Пьем чай – с фронтовым хлебом, очень вкусным. Ставим пластинки Вертинского и Лещенко. Юра улыбается своему прошлому: «Астория», ковры, шампанское, вышколенные лакеи, интересные женщины, его приятельницы, его любовницы, знаменитые своими громкими похождениями и хорошими фамилиями.
– Было ли все это, Юрик? – спрашиваю я.
– Кажется, было. Но, кажется, никогда больше не будет.
Слушая, он вспоминает, он не со мной, он с другими, с теми, кто уехал, бежал, убит.
Ксения уезжает на днях в Москву и отдает мне своего брата. Приезжая с фронта, Юрий будет жить братом у меня. Я рада этому. Хорошо о ком-нибудь заботиться… Мой дом вообще будет служить зимним пристанищем для бездомных, для осиротевших, для тех, кто видит во мне уют, огонек, твердую руку, спасение от одиночества: Валерка, Гнедич, Юрий, Хмельницкая.
Я кому-то нужна. Мне не нужен никто.
От брата и милой соседки – драматические письма. Прибыли на место, истратились, багаж застрял в дороге, тесно, нехорошо, местные люди полувраждебны и настроены рвачески (вполне естественная реакция обывательщины на приезд бедных родственников!).
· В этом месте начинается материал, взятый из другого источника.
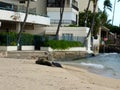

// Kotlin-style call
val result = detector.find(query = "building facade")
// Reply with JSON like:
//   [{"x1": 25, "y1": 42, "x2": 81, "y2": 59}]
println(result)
[
  {"x1": 78, "y1": 0, "x2": 94, "y2": 12},
  {"x1": 0, "y1": 0, "x2": 50, "y2": 33},
  {"x1": 47, "y1": 0, "x2": 79, "y2": 26}
]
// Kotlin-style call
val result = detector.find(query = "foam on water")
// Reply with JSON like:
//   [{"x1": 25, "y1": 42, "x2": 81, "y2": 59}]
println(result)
[
  {"x1": 62, "y1": 53, "x2": 120, "y2": 79},
  {"x1": 99, "y1": 53, "x2": 118, "y2": 56},
  {"x1": 80, "y1": 62, "x2": 104, "y2": 69},
  {"x1": 79, "y1": 53, "x2": 120, "y2": 79}
]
Выслала два раза деньги. Если багаж их пропадет – в особенности богатейший багаж Эдика, – не знаю, как вывернусь из такого юмористического положения. Отложила для продажи бриллианты, золото. Покупателя пока нет. Эдик – по письмам соседки – продает и меняет направо и налево, бестолково, жадно, втихомолку и глупо. Знаю беспечность брата, его детское легкомыслие, эгоизм, непрактичность и страсть к еде, к тратам, к разбазариванию – знала все это раньше. Слава богу, финансовых скандалов за последние годы у меня было с ним достаточно – я только никогда не писала об этом в дневнике. У меня регулярно два-три раза в год летели тысячи рублей для покрытия его служебных растрат, в которых элемента растраты, как использования государственных средств на свои, личные нужды, никогда не было. Он просто не умеет юридически обращаться с казенными деньгами: он их раздает без расписок, он их доверяет посторонним людям, а потом удивляется, что выданные ими частные расписки не имеют ценности оправдательного документа, он покупает служебное оборудование без счетов, он радуется удачному приобретению для государства, не зная заранее, проведет ли финансовый отдел такую покупку по акту, и все в таком духе. А потом возникают комиссии, протоколы и угрозы предания суду. Он страдает, мечется, ничего не понимает, его путают и обманывают, он верит и ждет от кого-то какой-то помощи и ни слова не говорит мне. А когда дело принимает грозный оборот, обращается ко мне, лжет, фальшивит, виляет, я его допрашиваю, жестко и по-прокурорски, мама мучается и плачет, дома создается гнетущая атмосфера, мешающая дышать, я молча думаю о будущем (неужели так будет всегда? Неужели мне всю жизнь придется спасать брата, неужели я никогда не увижу в нем помощника и друга?) – и в результате всякое дело с финансовой стороны улаживается, потому что я плачу, плачу, плачу все деньги.